Stock Market Sentiment

Manufactured Need is a concept that gets kicked around a lot in think tanks, shopped among market analysts and business psychologists. Simply stated, it’s a comment on the suggestibility of the public at large to the creation of new states of desire. The same principle exists and operates in the stock market, both at home and abroad.

Market Sentiment. It’s a small phrase, but sentiment demonstrably impacts the market at large. Sentiment determines the relative importance of pivot points, informs the impact of secondary market projections, and its codification and consideration constitutes a notable portion of market analysis.

Stock market sentiment has been weighing heavily on the public consciousness in the U.S. since the beginning of the United States’ financial woes in 2008, and the circular nature of the beast combined with the deep entanglement has created a certain malaise overhanging even the idea of the market’s operation.

The bearish and bullish leanings of the market from day to day are part of a broader trend that both influences and is influenced by world events, price history, and a variety of additional technical and essential factors.

Market sentiment informs a global culture of speculation. The recent Grecian concerns have caused a wildfire anticipatory fervor in worldwide finance, with many investors fearing that damage to the European economy could bring about unfortunate consequences for the world market.

Bloomberg’s reporters covered the issue of anticipatory speculation in their article on the recent cessation of the Indian market’s bounce back after initial losses in the wake of EU hearings on a bailout for economically troubled Greece. After India’s long bullish streak, its index’s meteoric rise from 2,100 to 29,000 points between 2003 and 2008, investor confidence is high and market sentiment charts remain decidedly growth-confident.

Analysts, however, are scrambling to map upsets like the one in Greece to current projections.

The increasing interconnectedness of the world market has made generation of reliable stock market sentiment charts an ever more difficult challenge. Accumulation of data, accurate assessment of less tangible factors like the general political climate throughout economically key areas and spheres of influence, and the inherently hyper-quick nature of change in the market has left market analysts fumbling for new tools to use in assessing the price-trending of the market as a whole.

Phone canvassing, internet surveys, investor confidence reports are all part of the multi-billion dollar market data distribution business. Moreover, they’re part of an increasing effort by market analysts and data distributors to effectively centralize all relevant market knowledge into ideal codebooks to the market’s mood.
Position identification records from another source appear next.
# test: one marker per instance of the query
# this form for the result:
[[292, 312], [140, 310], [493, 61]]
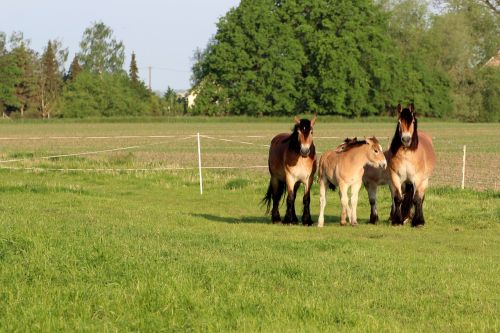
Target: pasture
[[110, 238]]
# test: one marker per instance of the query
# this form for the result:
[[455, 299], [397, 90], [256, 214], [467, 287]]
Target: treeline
[[352, 58], [275, 57], [34, 85]]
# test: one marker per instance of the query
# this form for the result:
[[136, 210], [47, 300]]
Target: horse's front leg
[[353, 219], [322, 200], [397, 199], [306, 215], [372, 197], [344, 200], [295, 219], [277, 188], [290, 216], [418, 201]]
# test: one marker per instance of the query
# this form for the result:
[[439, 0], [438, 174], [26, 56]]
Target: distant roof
[[494, 61]]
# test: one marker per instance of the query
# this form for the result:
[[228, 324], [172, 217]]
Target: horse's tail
[[268, 198], [331, 186], [407, 203]]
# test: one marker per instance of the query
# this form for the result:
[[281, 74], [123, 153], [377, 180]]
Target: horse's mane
[[293, 139], [350, 143], [407, 116]]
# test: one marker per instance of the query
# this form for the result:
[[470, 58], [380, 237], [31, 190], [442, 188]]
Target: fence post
[[199, 164], [463, 170]]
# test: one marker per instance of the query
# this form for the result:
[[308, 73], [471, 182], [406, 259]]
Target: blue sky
[[163, 34]]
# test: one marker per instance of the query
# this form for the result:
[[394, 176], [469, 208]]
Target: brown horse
[[412, 160], [292, 160], [345, 167], [372, 178]]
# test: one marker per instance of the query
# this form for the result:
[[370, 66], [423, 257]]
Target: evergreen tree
[[133, 70], [322, 56], [10, 76], [100, 52], [74, 69], [26, 61], [50, 81]]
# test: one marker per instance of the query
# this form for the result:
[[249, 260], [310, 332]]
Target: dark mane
[[350, 143], [294, 143], [406, 116]]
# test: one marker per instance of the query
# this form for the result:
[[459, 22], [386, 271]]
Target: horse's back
[[327, 163], [427, 151]]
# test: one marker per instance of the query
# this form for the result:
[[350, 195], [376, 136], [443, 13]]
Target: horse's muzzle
[[406, 140]]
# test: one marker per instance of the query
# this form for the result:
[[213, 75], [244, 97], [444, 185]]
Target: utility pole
[[149, 77]]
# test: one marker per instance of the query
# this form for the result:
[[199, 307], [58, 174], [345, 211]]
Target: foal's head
[[304, 130], [407, 126], [376, 157]]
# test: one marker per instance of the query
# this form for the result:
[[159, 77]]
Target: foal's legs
[[295, 219], [290, 216], [322, 200], [371, 188], [353, 219], [306, 215]]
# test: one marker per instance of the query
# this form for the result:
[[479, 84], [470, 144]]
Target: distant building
[[494, 61]]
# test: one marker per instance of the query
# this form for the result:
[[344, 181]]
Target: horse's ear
[[313, 121]]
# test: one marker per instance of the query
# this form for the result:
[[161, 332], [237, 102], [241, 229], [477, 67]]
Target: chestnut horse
[[412, 160], [345, 167], [292, 160]]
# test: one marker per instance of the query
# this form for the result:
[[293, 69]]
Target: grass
[[144, 251]]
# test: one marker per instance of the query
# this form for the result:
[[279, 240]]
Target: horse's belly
[[302, 170], [406, 172]]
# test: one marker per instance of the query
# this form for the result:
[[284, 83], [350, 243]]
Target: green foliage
[[74, 69], [277, 58], [133, 71], [100, 51], [91, 95], [172, 104], [50, 81], [10, 76]]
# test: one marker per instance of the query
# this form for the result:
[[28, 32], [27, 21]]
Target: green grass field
[[130, 250]]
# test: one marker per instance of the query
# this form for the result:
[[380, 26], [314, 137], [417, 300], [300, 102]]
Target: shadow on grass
[[264, 219], [236, 219]]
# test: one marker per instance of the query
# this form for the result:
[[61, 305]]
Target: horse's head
[[407, 124], [376, 157], [304, 130]]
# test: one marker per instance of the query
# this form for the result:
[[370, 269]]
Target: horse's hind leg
[[353, 219], [295, 219], [344, 200], [290, 203], [277, 187], [372, 197], [418, 201], [306, 215], [322, 200], [407, 204]]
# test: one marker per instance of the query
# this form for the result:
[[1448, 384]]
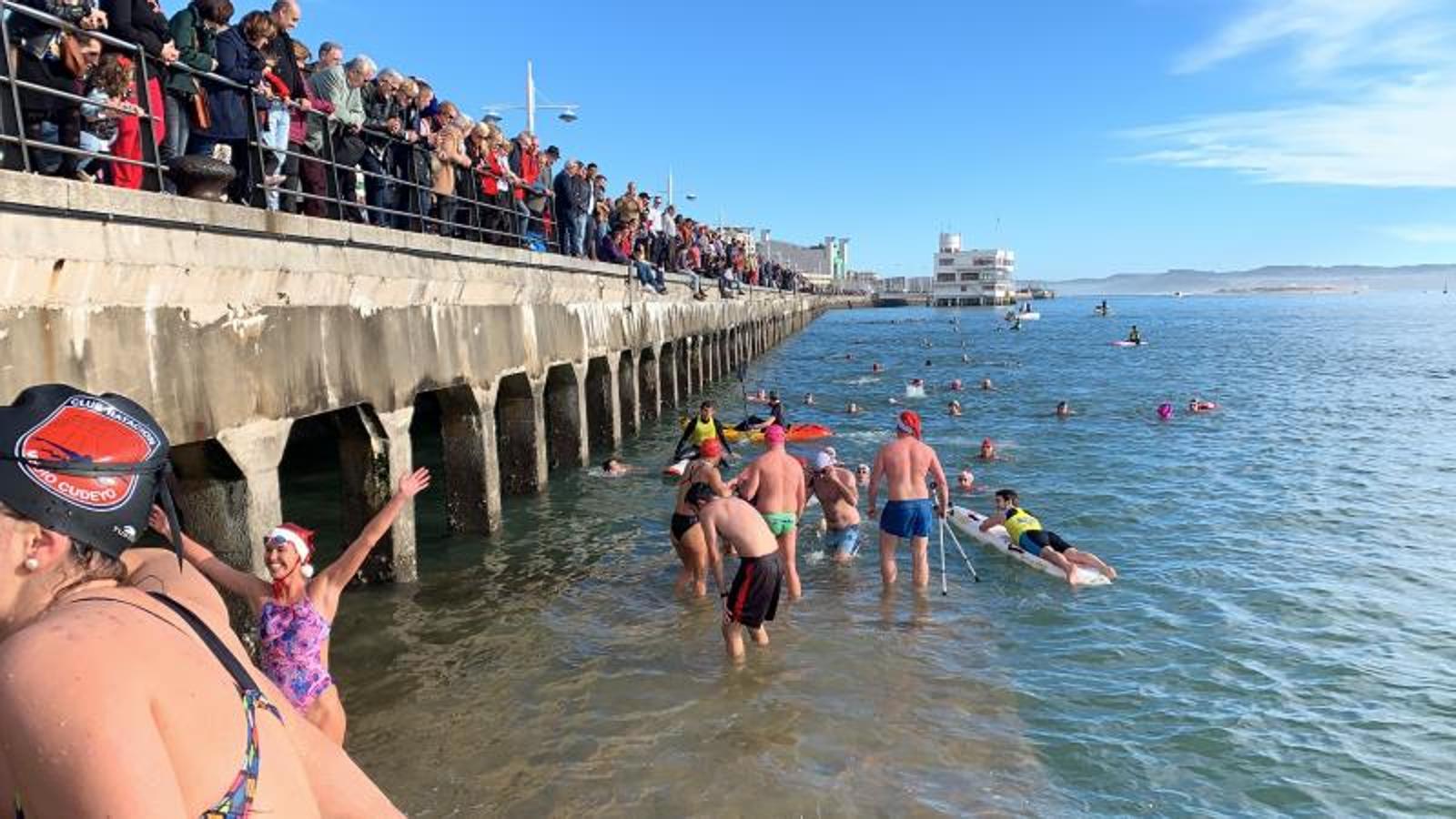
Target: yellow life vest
[[703, 430], [1019, 521]]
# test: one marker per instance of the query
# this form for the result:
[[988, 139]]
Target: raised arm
[[715, 560], [339, 574], [846, 490], [874, 479], [247, 586], [723, 438], [747, 481]]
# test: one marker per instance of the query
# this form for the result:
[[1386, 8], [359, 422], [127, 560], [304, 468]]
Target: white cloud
[[1424, 234], [1322, 35], [1378, 86]]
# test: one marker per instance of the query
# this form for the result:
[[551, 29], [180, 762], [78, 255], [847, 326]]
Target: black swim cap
[[85, 465]]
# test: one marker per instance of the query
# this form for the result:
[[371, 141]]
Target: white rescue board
[[970, 522]]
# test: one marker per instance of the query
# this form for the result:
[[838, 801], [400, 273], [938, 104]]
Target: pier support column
[[565, 411], [228, 490], [699, 363], [375, 453], [628, 392], [472, 460], [521, 435], [684, 387], [667, 375], [648, 385], [603, 424]]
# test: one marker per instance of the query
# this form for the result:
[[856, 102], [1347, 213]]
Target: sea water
[[1280, 640]]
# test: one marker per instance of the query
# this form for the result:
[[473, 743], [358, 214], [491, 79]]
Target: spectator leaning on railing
[[240, 60], [194, 33], [341, 85]]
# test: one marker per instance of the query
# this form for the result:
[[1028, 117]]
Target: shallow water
[[1278, 644]]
Providing sentiment charts rapidly and accurately is a significant business within the larger fiduciary community, where the need for quick summaries of general feeling and market confidence (or lack thereof) is high. Providers of sentiment charts include major research trusts like Market Harmonics and, to say nothing of colossi like Bloomberg who trade in data on a massive scale.

Market sentiment is currently rallying following heartening news from China and the Asian market. For the first time in four months, the Yuan has risen  in value, breaking a long period of stagnation in the Chinese currency’s market impact. As the global market continues to develop as an increasingly interconnected web of fiduciary and political interests, investments, speculations and trans-global regulation, market sentiment assessment must correspondingly become an ever more important tools for financial professionals everywhere.